EarthChild

A Musical Celebration of the Family of Life on Earth

EarthChild will use music to bring the extraordinary voices of creatures from around the world to the ears and imaginations of kids, their families, and educators. The voices will be interwoven with voices and instruments from a variety of traditional cultures. EarthChild will also include accompanying educational materials about the creatures, habitats, instruments and cultures, and join with the wide movement spearheaded by Richard Louv’s book Last Child in the Woods.

Goals:
– to offer an adventure in deep-listening that can awaken in children (and all listeners) a sense of relatedness to the greater community of life on Earth.
– to give children an experience of the language of melody– learning and playing of melodies has been shown to develop bi-cameral intelligence in the brain.

We are at a critical point in our human journey on Earth, increasingly disassociated from the natural world that supports us. Awakening a sense of connection to the larger community of life is an essential task. We all are born with an innate “biophilia,” (what E.O. Wilson calls the “urge to affiliate with other forms of life.”) But this instinctive drive, a vital part of our growth as human beings, is developed in childhood, making it imperative that young people are given a chance to cultivate a sense of kinship with the natural world. Since our children spend 90% of their time inside, and an average of 50 hours a week plugged into a device, cut off from nature, we have to find new ways to bridge this divide.

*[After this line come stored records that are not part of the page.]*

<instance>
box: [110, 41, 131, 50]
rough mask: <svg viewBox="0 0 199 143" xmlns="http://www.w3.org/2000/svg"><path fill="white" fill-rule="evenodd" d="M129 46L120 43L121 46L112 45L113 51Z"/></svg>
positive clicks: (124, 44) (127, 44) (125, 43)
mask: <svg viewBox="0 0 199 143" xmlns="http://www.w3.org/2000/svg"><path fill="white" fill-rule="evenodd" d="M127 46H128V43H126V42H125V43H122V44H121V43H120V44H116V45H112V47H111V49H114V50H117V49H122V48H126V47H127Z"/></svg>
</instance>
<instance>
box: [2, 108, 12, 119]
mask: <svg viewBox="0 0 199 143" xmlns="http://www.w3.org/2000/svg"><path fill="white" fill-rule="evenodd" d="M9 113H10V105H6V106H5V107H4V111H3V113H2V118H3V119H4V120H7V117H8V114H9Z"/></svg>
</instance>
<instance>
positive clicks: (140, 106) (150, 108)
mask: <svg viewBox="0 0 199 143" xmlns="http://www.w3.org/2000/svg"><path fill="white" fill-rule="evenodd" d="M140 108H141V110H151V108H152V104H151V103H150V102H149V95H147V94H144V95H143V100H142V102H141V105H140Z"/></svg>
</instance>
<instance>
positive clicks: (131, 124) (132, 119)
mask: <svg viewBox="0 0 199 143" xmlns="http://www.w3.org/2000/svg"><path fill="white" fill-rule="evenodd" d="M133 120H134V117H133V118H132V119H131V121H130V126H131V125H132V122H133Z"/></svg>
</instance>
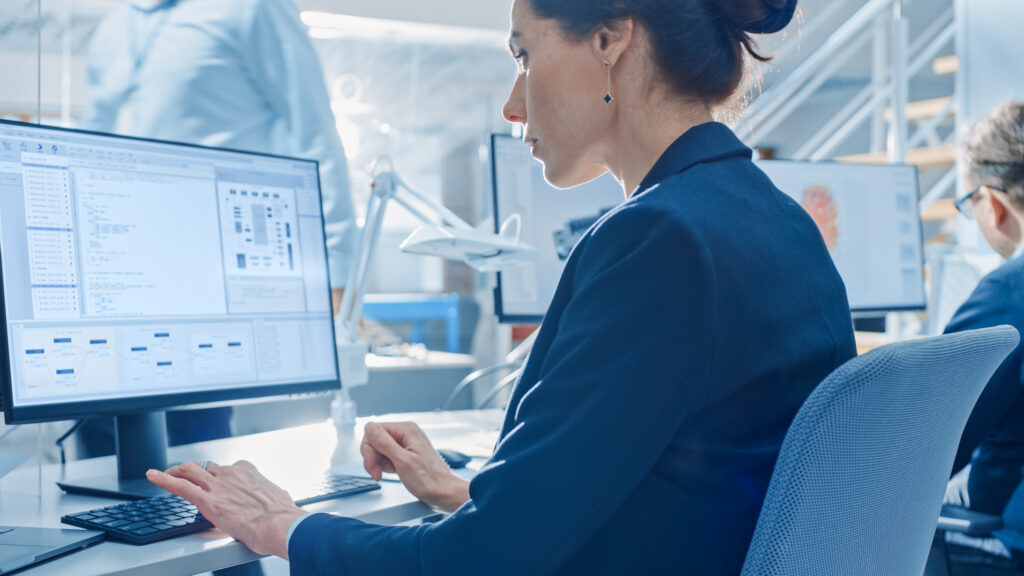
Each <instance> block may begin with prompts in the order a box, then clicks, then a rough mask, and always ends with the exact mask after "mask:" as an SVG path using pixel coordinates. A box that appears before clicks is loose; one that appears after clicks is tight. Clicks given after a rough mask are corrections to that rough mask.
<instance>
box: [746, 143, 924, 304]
mask: <svg viewBox="0 0 1024 576" xmlns="http://www.w3.org/2000/svg"><path fill="white" fill-rule="evenodd" d="M782 163H785V164H809V165H818V166H822V165H823V166H844V167H848V168H850V169H853V168H860V169H869V170H870V169H892V168H904V169H908V170H910V171H911V172H912V173H913V187H914V189H915V192H916V195H918V211H916V214H918V237H919V238H918V245H919V246H920V247H921V272H922V274H921V286H922V296H923V299H922V302H921V303H920V304H910V305H906V306H902V305H891V306H885V305H882V306H863V307H854V306H853V305H850V312H851V313H852V314H853V315H854V316H857V317H868V316H871V315H883V314H886V313H890V312H922V311H927V310H928V290H927V286H926V283H925V265H926V259H925V222H924V220H922V219H921V171H920V170H919V169H918V167H916V166H914V165H913V164H907V163H906V162H896V163H892V164H851V163H847V162H838V161H835V160H818V161H810V160H793V159H790V158H773V159H771V160H757V161H755V163H754V164H755V166H758V167H760V166H762V165H764V164H782ZM765 175H766V176H767V174H765ZM770 179H771V178H770V177H769V180H770ZM772 186H774V187H775V188H776V189H778V186H776V184H775V182H774V181H772ZM779 192H782V190H781V189H779ZM782 194H785V192H782ZM786 197H787V198H788V197H790V195H787V194H786ZM845 287H846V285H845V283H844V288H845ZM849 299H850V295H849V294H847V303H850V301H849Z"/></svg>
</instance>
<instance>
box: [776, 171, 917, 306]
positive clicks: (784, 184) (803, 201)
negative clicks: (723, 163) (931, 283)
mask: <svg viewBox="0 0 1024 576" xmlns="http://www.w3.org/2000/svg"><path fill="white" fill-rule="evenodd" d="M758 166H759V167H760V168H761V169H762V170H764V171H765V173H766V174H768V177H769V178H771V180H772V181H773V182H775V186H776V187H778V188H779V190H781V191H782V192H784V193H785V194H786V195H788V196H791V197H792V198H793V199H794V200H796V201H797V202H798V203H800V205H801V206H803V207H804V209H805V210H807V212H808V213H809V214H810V215H811V217H812V218H813V219H814V221H815V222H816V223H817V224H818V230H820V231H821V236H822V237H823V238H824V241H825V245H826V246H827V247H828V251H829V252H830V253H831V256H833V259H834V261H835V262H836V268H837V269H838V270H839V273H840V276H842V277H843V281H844V282H845V283H846V291H847V295H848V296H849V298H850V307H851V308H853V310H854V311H883V310H906V308H923V307H925V281H924V277H925V275H924V250H923V248H922V232H921V217H920V215H919V210H918V198H919V196H918V195H919V192H918V172H916V170H915V169H914V168H913V167H912V166H864V165H848V164H833V163H809V162H787V161H763V162H759V163H758Z"/></svg>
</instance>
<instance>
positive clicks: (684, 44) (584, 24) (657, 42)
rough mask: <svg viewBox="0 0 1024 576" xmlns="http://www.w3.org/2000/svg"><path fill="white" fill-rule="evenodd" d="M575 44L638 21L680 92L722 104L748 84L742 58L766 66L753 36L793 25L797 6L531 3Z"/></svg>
mask: <svg viewBox="0 0 1024 576" xmlns="http://www.w3.org/2000/svg"><path fill="white" fill-rule="evenodd" d="M528 1H529V5H530V7H531V8H532V10H534V12H535V13H536V14H537V15H539V16H541V17H544V18H552V19H555V20H557V22H558V23H559V25H561V28H562V30H563V31H564V32H565V33H567V34H568V35H569V36H571V37H574V38H581V39H582V38H586V37H587V36H589V35H590V34H592V33H593V32H595V31H597V30H598V29H599V28H600V27H601V26H604V25H609V24H610V23H612V22H614V20H616V19H622V18H634V19H636V20H637V22H638V23H640V24H642V25H643V27H644V28H645V29H646V30H647V32H648V35H649V36H650V43H651V49H652V52H653V53H652V56H653V58H654V61H655V63H656V64H657V66H658V67H659V68H660V70H662V72H664V73H665V75H666V77H667V78H668V80H669V81H670V82H671V84H672V86H673V87H674V88H675V90H676V91H677V92H678V93H680V94H689V95H694V96H696V97H698V98H700V100H701V101H705V102H707V104H709V105H716V104H721V102H723V101H725V100H727V99H729V97H730V96H731V95H732V94H733V92H735V91H736V88H737V87H738V86H739V83H740V82H741V81H742V78H743V52H744V51H745V52H748V53H750V54H751V55H752V56H754V57H755V58H757V59H759V60H762V61H765V60H767V59H769V58H768V57H765V56H762V55H761V54H759V53H758V52H757V45H756V44H755V42H754V39H753V38H751V36H750V34H771V33H773V32H778V31H780V30H782V29H783V28H785V26H786V25H787V24H790V20H791V19H793V14H794V11H795V10H796V9H797V0H528Z"/></svg>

“We cannot win this battle to save our species and environments
without forging an emotional bond between ourselves and nature as well.
For we will not fight to save what we do not love.”
– Stephen Jay Gould“The Great Work of our time is to become integral
with the entire community of life.”
– Thomas Berry

Music has a unique role to play, able to touch hearts and also carry a message. New research shows the importance of the ear and listening as a pathway to the imagination. “Deeply felt music can stimulate quantum leaps into other forms of experience and understanding,” writes musicologist Jon-Roar Bjorkvold in The Muse Within. Rather than a cultural addendum to our lives, music has deep roots in human biology and neurology and is essential to our very nature as human beings.

elephant-hd-wallpapers-desktop-pictures-3-624x468Animal voices featured in EarthChild will include: Elephant, Mountain Gorilla, Indri (Africa); Pied Butcher Bird, Lyrebird (Australia); Uirapuru, Common Potoo (South America); Wolf, Loon, Great Horned Owl (North America); Weddell Seal (Antarctica); Red-Crowned Crane, Orangutan (Asia); Common Crane, Blackbird (Europe); Humpback Whale, Dolphin and Bearded Seal. The twelve instruments will include soprano sax, English horn, cello, bassoon, Heckelphone, French horn, Bulgarian kaval, Irish Uilleann pipes, Ugandan ennanga, Persian nei, and the yayli tanbur of Turkey.

EarthChild develops the lineage of the musical-ecological vision explored in Paul Winter’s albums Common Ground (1978), Callings: A Celebration of the Sea and its Voices (1980), Whales Alive (1987), Earth: Voices of a Planet (1990), and the Grammy®-winning Prayer for the Wild Things (1993). These albums were born out of Paul’s commitment to explore how music could be used, not only to enrich people’s lives, but also to awaken a spirit of involvement in the preservation of wildlife and the natural environment.

“The aural-vision for EarthChild was catalyzed while reading bedtime stories to my young daughters, who always insisted that the stories be about animals,” Paul Winter explains. “As we listened to the words, and looked at the pictures of the animals, I imagined how memorable it could be if the children also heard the voices of these creatures. Because the ear has a much deeper memory than the eye, perhaps these voices might become a part of the child’s life-community.”

Although primarily targeted at children, the project’s title EarthChild has resonance on several other levels: to remind us that every human is a child of the Earth; that the human is the youngest of our planet’s 15 million or more species of life; and that the Earth itself is a child of the Universe.